Mainland cotton exports to gain from small price rise
Toh Han Shih
Reduction in plantation area will boost fabric and yarn costs in the second half
An anticipated moderate rise in China's cotton prices this year will spark a rebound of cotton textile exports and benefit mainland and Hong Kong firms ravaged by price volatility last year.
Prices are expected to be 'relatively high' in the second half, as China's plantation area will shrink 10 per cent to 12 per cent this year, according to Kim Eng Securities.
Cotton prices in China would rise 'an acceptable amount' to 13,000 yuan per tonne later this year from 11,000-odd yuan per tonne, predicted Zhang Bo, chairman of Weiqiao Textile, China's largest cotton-textile company.
'A steady growth benefits cotton-textile companies like us, because we can sell at higher prices, but price volatility hurts everyone in the industry,' Mr Zhang said. 'This year's price increase won't be so high as to squeeze textile and garment firms.'
He said higher cotton prices and the end of global textile quotas in January would significantly boost Weiqiao's exports to the United States and the EU this year.
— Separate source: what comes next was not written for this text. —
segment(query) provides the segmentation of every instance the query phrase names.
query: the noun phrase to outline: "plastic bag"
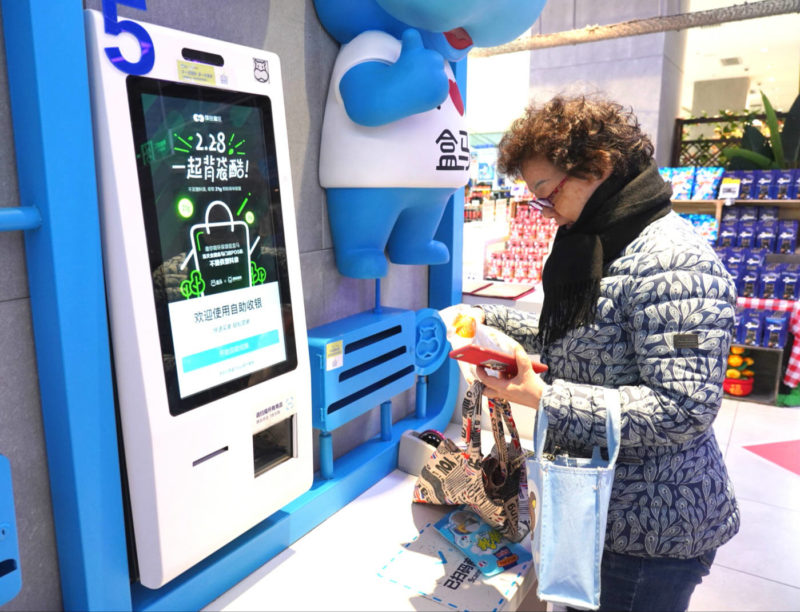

Last year, the mainland firm's exports to the US and Europe jumped 180 per cent to account for 9 per cent of its turnover of 11.09 billion yuan.
'The end of quotas will benefit us, as we no longer have to pay for quotas to export to the US and EU, thus lowering the cost of our exports. As the EU and US are high-end markets, they yield higher profit margins,' Mr Zhang said.
China's export of cotton fabric and yarn should rebound this year, said an analyst. Last year, high cotton prices in the first half caused a 5 per cent drop in cotton fabric exports and a 10 per cent drop in its cotton yarn exports.
Overseas markets will find China's prices competitive this year, as the predicted cotton price of 13,000 yuan per tonne this year is lower than prices in the first half of last year, which ranged from 15,000 yuan per tonne to 18,000 yuan per tonne, the analyst said.
High prices early last year crushed textile firms such as Fountain Set (Holdings), whose net profit fell 31.9 per cent for the six months to February last year.
'Expectations of higher cotton prices are likely to result in higher fabric prices. As long as the rise is gradual, the industry should be able to pass on the increase,' said Gordon Yen, assistant to the chairman of Fountain Set.
'We don't anticipate the kind of sharp increase we saw in 2003,' Mr Yen said.
Mr Zhang said last year's cotton-price volatility cut Weiqiao's gross profit margin to 16.8 per cent last year from 18.5 per cent in 2003. Kim Eng Securities noted Weiqiao's product pricing was 'unstable' last year.
Nonetheless, Weiqiao's net profit rose 52.4 per cent to 825.53 million yuan last year, while turnover rose 69 per cent to 11.09 billion yuan.